5 città da visitare in Portogallo (oltre a Lisbona)

Il Portogallo non è soltanto Lisbona e Algarve. Il piccolo stato conserva altri splendidi gioielli urbanistici, capolavori di architettura pronti a incantare i visitatori con i loro palazzi e la loro affascinante storia. Ecco cinque città imperdibili da visitare durante un viaggio in Portogallo.

Guimarães, la culla del Portogallo

 

Questa cittadina a nord di Porto ha una storia straordinaria da raccontare. E’ qui che fu fondata la nazione portoghese e che nacque il suo primo re, Alfonso Henriques. Il centro medievale, un intrico di stradine acciottolate, è stato dichiarato Patrimonio UNESCO. Capitale europea della Cultura nel 2012, Guimaraes è tutt’oggi una delle città più vivaci nel panorama culturale del Portogallo. La città è anche una destinazione enogastronomica interessante. Da non perdere i piatti a base di carne, i dessert e il “vino verde”.

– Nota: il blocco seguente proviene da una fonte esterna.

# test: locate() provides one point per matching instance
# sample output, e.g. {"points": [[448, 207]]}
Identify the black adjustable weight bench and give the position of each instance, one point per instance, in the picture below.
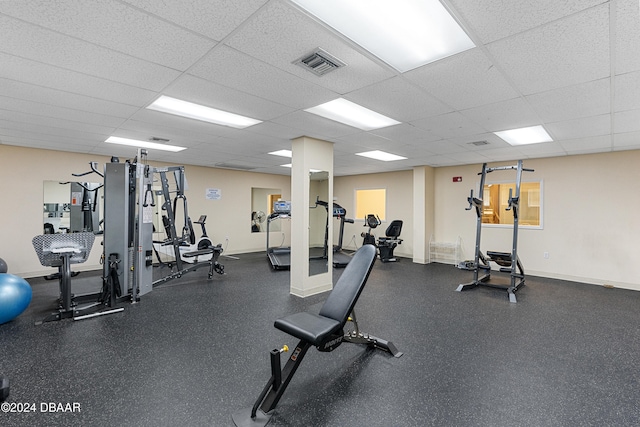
{"points": [[323, 330]]}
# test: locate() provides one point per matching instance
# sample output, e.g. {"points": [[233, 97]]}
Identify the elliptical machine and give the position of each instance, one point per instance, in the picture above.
{"points": [[372, 221]]}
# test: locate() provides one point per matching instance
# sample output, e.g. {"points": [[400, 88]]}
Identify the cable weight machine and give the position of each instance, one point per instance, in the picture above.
{"points": [[509, 262]]}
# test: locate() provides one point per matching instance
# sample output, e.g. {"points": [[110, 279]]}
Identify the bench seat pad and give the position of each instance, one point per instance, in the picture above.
{"points": [[309, 327]]}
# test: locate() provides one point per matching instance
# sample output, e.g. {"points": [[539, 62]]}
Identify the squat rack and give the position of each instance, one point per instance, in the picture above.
{"points": [[509, 262]]}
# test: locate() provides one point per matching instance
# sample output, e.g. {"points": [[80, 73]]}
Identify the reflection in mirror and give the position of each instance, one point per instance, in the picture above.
{"points": [[262, 200], [318, 223], [71, 207]]}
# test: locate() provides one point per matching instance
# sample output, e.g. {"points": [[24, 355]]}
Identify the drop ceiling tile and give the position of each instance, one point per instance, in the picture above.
{"points": [[449, 125], [627, 91], [440, 147], [177, 124], [580, 128], [544, 149], [399, 99], [463, 158], [363, 141], [48, 144], [626, 141], [511, 114], [194, 89], [55, 97], [280, 34], [465, 80], [61, 126], [228, 67], [114, 25], [47, 132], [42, 45], [314, 126], [406, 133], [275, 130], [587, 145], [626, 121], [627, 34], [562, 53], [572, 102], [495, 19], [212, 18], [470, 142], [36, 73], [502, 155], [78, 118], [176, 136]]}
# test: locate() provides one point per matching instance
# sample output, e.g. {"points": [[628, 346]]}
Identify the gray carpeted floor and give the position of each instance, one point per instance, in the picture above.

Aveiro, la Venezia portoghese

Le colorate imbarcazioni di Aveiro

Le colorate imbarcazioni di Aveiro

Sembra che ogni nazione debba avere la propria “Venezia” e il Portogallo non fa eccezione. Lasciando stare i paragoni, Aveiro è una graziosa cittadina con un labirinto di canali solcati da barche colorate (moliceiros) simili a gondole. Vicina a Porto, da cui si può raggiungere con una breve corsa in treno, è una città splendida, piena di luce e colori. Passeggiando tra viuzze e canali si possono ammirare gli edifici art nouveau con i terrazzi impreziositi da ringhiere in ferro battuto. Un cuore portoghese in un abito italiano, è questo che fa di Aveiro una destinazione unica. Tra le squisitezze locali ci sono gli  “ovos moles”, dei dolci venduti in recipienti di legno a forma di botte o avvolti in un’ostia. Il pesce è invece il protagonista delle tavole, con ottime zuppe di pesce e le anguille, specialità della regione, che vengono servite come zuppa oppure marinate.

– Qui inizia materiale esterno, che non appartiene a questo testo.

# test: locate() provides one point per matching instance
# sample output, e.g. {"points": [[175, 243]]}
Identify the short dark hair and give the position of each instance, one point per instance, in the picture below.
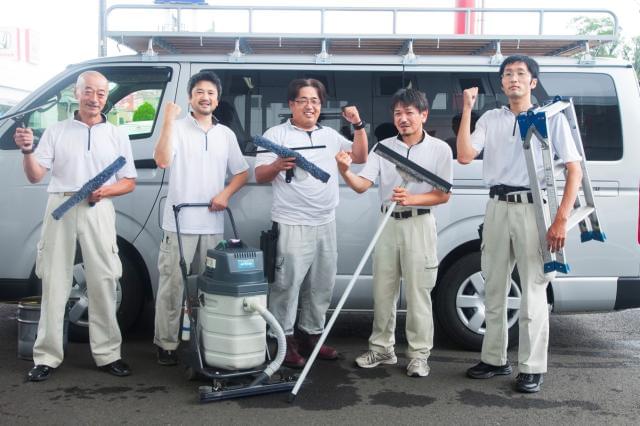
{"points": [[410, 97], [531, 64], [294, 88], [205, 76]]}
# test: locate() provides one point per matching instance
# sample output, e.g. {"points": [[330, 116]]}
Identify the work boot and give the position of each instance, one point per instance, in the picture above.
{"points": [[293, 359]]}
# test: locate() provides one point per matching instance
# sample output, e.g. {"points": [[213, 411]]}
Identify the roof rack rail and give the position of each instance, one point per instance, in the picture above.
{"points": [[245, 30]]}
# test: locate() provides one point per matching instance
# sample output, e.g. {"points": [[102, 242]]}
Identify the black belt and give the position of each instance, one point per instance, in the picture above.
{"points": [[515, 198], [405, 214]]}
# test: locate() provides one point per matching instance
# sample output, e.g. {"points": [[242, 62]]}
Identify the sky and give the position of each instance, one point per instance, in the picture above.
{"points": [[68, 29]]}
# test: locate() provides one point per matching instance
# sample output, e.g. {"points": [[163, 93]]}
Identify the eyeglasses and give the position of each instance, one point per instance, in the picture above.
{"points": [[304, 101], [521, 75]]}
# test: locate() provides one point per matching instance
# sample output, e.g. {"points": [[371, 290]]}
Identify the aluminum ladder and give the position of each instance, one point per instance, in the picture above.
{"points": [[536, 122]]}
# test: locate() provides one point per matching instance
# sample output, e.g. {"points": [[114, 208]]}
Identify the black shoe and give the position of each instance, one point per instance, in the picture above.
{"points": [[528, 383], [486, 371], [39, 373], [167, 358], [117, 368]]}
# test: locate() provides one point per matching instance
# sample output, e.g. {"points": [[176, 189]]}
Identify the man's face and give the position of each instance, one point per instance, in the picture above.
{"points": [[204, 98], [92, 93], [408, 119], [305, 109], [517, 80]]}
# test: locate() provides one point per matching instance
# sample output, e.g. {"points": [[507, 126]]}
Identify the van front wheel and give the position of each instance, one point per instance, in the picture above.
{"points": [[459, 303]]}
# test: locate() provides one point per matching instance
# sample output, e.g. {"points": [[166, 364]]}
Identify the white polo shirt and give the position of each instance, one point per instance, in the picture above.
{"points": [[200, 161], [75, 153], [305, 201], [498, 133], [431, 154]]}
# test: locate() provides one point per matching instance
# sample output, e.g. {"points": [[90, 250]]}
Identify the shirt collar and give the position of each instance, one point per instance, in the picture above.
{"points": [[103, 118], [424, 135], [293, 126]]}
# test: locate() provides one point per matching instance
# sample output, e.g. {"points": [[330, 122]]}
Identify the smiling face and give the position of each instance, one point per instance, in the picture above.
{"points": [[92, 90], [517, 81], [409, 120], [203, 98], [305, 108]]}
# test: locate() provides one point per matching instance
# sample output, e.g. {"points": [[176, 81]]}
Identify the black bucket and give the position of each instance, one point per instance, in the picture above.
{"points": [[28, 317]]}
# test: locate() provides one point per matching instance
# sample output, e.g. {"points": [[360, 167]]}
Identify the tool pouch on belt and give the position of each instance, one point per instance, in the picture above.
{"points": [[269, 246]]}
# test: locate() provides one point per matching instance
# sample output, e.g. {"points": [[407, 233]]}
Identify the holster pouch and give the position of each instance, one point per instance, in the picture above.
{"points": [[269, 247]]}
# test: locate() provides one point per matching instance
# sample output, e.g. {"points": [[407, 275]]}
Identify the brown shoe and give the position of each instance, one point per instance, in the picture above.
{"points": [[309, 341], [293, 359]]}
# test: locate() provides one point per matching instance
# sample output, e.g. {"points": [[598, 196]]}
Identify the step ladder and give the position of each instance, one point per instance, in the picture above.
{"points": [[535, 122]]}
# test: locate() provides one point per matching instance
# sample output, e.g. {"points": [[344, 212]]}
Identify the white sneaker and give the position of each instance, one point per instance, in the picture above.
{"points": [[418, 367], [371, 359]]}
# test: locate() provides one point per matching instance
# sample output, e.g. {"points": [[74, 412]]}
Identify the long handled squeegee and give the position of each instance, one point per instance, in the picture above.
{"points": [[303, 163], [410, 172]]}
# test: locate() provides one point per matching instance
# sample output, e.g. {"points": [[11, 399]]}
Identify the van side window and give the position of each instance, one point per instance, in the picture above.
{"points": [[134, 96], [597, 109]]}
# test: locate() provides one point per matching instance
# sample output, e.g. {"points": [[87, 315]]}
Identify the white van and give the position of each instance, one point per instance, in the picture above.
{"points": [[255, 70]]}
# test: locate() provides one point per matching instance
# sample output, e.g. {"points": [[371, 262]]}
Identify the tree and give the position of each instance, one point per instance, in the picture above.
{"points": [[619, 48], [144, 112]]}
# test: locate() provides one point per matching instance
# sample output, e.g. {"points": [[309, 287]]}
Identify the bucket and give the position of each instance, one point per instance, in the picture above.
{"points": [[28, 317]]}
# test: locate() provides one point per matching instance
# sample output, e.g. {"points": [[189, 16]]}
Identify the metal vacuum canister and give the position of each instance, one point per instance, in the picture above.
{"points": [[231, 337]]}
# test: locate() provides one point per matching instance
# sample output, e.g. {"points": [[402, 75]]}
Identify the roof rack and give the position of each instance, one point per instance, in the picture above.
{"points": [[250, 30]]}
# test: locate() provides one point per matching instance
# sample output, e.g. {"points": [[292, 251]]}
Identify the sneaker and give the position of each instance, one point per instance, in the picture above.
{"points": [[371, 359], [167, 358], [418, 367], [528, 383], [486, 371]]}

Coimbra, la città universitaria

L'Università di Coimbra

L’Università di Coimbra

Coimbra è un romantico mix tra la malinconia del fado e l’effervescenza della giovinezza. Animata per quasi tutto l’anno da migliaia di studenti, accoglie l’università più antica del paese, fondatane 1290. La sede dell’università è una delle attrazioni turistiche principali, in particolare la favolosa biblioteca barocca. Imperdibili anche il centro storico con tante botteghe e taverne, dove assaggiare i piatti locali accompagnati dalle magiche note del fado.

Tomar, la città dei Templari

La fama di Tomar è legata a quella dei Cavalieri delle Crociate nel XII secolo. La principale attrazione è il Convento di Cristo, patrimonio UNESCO, uno degli edifici rinascimentali più importanti del Portogallo. Il convento era originariamente un oratorio templare, costruito nel XII secolo accanto al castello, la più imponente struttura militare del regno. Successivamente venne trasformato in cappella maggiore e assunse le fattezze rinascimentali che ancora oggi si ammirano. Dal Convento si può scendere a piedi verso il centro, il cuore antico della città.

Evora, mix di culture

Le viuzze di Evora

Le viuzze di Evora

A sud del paese, nel cuore dell’Alentejo, Evora è un altro dei gioielli architettonici del Portogallo. Conquistata dai Romani, conserva nel suo centro importanti testimonianze dell’epoca. La principale è il Tempio di Diana, risalente alla fine del II secolo. L’eredità del periodo di dominazione musulmana è invece rintracciabile nelle strette stradine di ispirazione moresca, con case dai balconi colorati e facciate bianche. Evora si trova al centro di un’importante zona vinicola portoghese. Il tour delle cantine nelle campagne è una delle attività principali durante un soggiorno in città, anche se è possibile degustare le etichette locali semplicemente sedendosi ai tavoli dei tanti ristoranti del centro.